Like so many writers before me, I found a place for myself in higher education, but unlike most of my heroes and my more successful contemporaries, I didn’t find a place in the classroom, but in the administration building. Yes, I teach a class every semester or two, but aside from those intermittent schedule assignments I’m only nominally involved in the writing program and in no way connected to the literary magazine that they produce. And what’s worse, I have no desire for any involvement beyond this.
I like teaching freshman composition because I’m able to help build the skills that my students will need no matter where they go in life, but at the risk of branding myself a heretic I must question the value of teaching them writing skills beyond this. What good will it do them to learn how to write short stories or free verse poetry? What’s the point of an undergraduate writing degree anyway? Isn’t it just setting up these young people for the disappointment of day jobs and rejection letters?

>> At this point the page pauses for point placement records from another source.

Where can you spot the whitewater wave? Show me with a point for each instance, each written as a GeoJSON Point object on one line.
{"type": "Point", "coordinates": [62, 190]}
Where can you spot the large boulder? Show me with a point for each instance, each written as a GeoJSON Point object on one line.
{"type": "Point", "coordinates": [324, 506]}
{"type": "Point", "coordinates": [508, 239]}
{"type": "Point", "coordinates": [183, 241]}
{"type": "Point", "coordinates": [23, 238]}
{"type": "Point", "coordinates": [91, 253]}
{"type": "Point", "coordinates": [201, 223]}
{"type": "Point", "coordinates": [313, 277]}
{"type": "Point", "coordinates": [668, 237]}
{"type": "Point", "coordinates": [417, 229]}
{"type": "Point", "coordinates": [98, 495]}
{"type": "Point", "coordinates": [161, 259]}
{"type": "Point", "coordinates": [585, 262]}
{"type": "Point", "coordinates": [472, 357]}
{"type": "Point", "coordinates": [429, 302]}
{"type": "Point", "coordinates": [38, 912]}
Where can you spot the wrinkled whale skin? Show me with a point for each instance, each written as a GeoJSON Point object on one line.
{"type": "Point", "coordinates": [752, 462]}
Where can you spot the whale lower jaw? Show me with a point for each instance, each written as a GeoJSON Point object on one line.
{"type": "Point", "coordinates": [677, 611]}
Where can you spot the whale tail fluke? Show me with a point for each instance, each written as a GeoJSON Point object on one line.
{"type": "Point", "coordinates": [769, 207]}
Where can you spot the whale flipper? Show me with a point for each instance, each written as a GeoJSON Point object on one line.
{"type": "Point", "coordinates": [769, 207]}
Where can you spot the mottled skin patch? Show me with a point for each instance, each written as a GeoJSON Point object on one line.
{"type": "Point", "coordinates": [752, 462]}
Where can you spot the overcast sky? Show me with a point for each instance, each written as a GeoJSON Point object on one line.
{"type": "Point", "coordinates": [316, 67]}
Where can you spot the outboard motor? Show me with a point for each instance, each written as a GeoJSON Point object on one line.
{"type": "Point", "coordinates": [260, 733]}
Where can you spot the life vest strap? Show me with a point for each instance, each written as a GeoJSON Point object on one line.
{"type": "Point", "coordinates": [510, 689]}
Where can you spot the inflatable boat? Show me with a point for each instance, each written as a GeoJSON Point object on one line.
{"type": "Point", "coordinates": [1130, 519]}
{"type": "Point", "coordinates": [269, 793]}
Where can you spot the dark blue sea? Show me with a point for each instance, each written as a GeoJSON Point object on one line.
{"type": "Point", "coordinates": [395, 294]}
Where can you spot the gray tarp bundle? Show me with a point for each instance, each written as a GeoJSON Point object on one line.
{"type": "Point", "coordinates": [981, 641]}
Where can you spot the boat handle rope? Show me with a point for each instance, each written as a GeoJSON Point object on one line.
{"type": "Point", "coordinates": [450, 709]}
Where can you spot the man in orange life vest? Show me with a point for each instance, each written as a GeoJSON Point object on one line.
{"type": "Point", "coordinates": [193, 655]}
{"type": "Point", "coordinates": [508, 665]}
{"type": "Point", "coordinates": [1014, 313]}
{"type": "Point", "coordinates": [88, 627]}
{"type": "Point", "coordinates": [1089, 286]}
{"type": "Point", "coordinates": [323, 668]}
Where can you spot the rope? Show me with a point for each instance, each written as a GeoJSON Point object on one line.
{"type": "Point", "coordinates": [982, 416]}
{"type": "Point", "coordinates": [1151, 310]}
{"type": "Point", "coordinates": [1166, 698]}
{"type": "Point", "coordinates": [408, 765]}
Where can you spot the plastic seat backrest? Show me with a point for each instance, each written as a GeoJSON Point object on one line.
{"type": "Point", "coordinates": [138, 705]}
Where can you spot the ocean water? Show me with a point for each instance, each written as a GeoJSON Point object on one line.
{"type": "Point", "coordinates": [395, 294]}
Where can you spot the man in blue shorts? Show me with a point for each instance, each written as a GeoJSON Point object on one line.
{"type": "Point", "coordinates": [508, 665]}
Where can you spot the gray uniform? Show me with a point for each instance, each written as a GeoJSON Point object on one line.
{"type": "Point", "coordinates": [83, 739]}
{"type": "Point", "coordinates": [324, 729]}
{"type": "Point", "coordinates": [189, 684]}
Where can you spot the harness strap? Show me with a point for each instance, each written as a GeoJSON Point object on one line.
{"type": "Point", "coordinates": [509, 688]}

When I consider my own academic path and the value that my MFA has brought to my life, it seems unfair to deem writing programs unworthy or a waste of time. But for all the good my degree has done for my me, I can’t help but wonder if maybe my life would be happier without it, and without a writing practice at all. Couldn’t I then just be satisfied with my life without always asking those same questions – What if I had only tried a little harder? What if I committed myself a little more? What if that last unfinished story was the one that would have been my big break?
All my life I travelled with the dream of something bigger. I thought my life would be something worthy of literature, and that my attempts at literature would be worthy of someone taking note. And for a while my life was noteworthy. I did exciting things all the time. I was impulsive and passionate. I fluttered around from country to country, driven by dreams and by true love – what could be more bookworthy than that? But when it came to writing it all down, that charisma didn’t quite translate. I managed to fulfill my dream of living a modern day equivalent of The Sun Also Rises, but Hemingway I was not.
While I was unpacking this weekend, I found a stack of stories and chapters in progress that I had printed out months ago during one of my increasingly infrequent bouts of ambition in which I believe I will find the time (and the cojones) to finally start sending out work for publication. I looked at the stories I was writing, the worlds I was creating, and all I wanted was to lock the door to my den and not come out until that next book was done and ready to go. But then I looked at the clock and counted backwards from an optimistic estimation of the baby’s wakeup time and came up with a number that was already too small to constitute a full night’s sleep. I thought through my calendar for the week, thought about ways that maybe I could sneak in time at work or get myself functional at 4am to have an hour of writing time before the baby starts calling for me. For a few minutes I dreamed that with just a little more time management ingenuity I could come up with something solid and complete for the first time in too, too long.
And then I snapped out of it.
So now what? At thirty-four, I feel a number of decisions weighing on me – Do I have another child? Do I embark on a PhD? If I pursue a PhD, do I follow the course of my heart or the course of my career? And where would my writing fit into these hypothetical scenarios, if at all? I think so often about leaving it behind, but it seems no matter what I do, this is a bug I just can’t shake.
Lately I’ve been feeling that I finally may have hit on something. With this blog I feel I have freed up my voice, I’ve finally figured out how to write freely without the pressure of all those literary giants looming down on me. I feel like only after giving up on those big ideas of being a writer did I finally really start to write. And right now, for one more week at least, that feels like enough.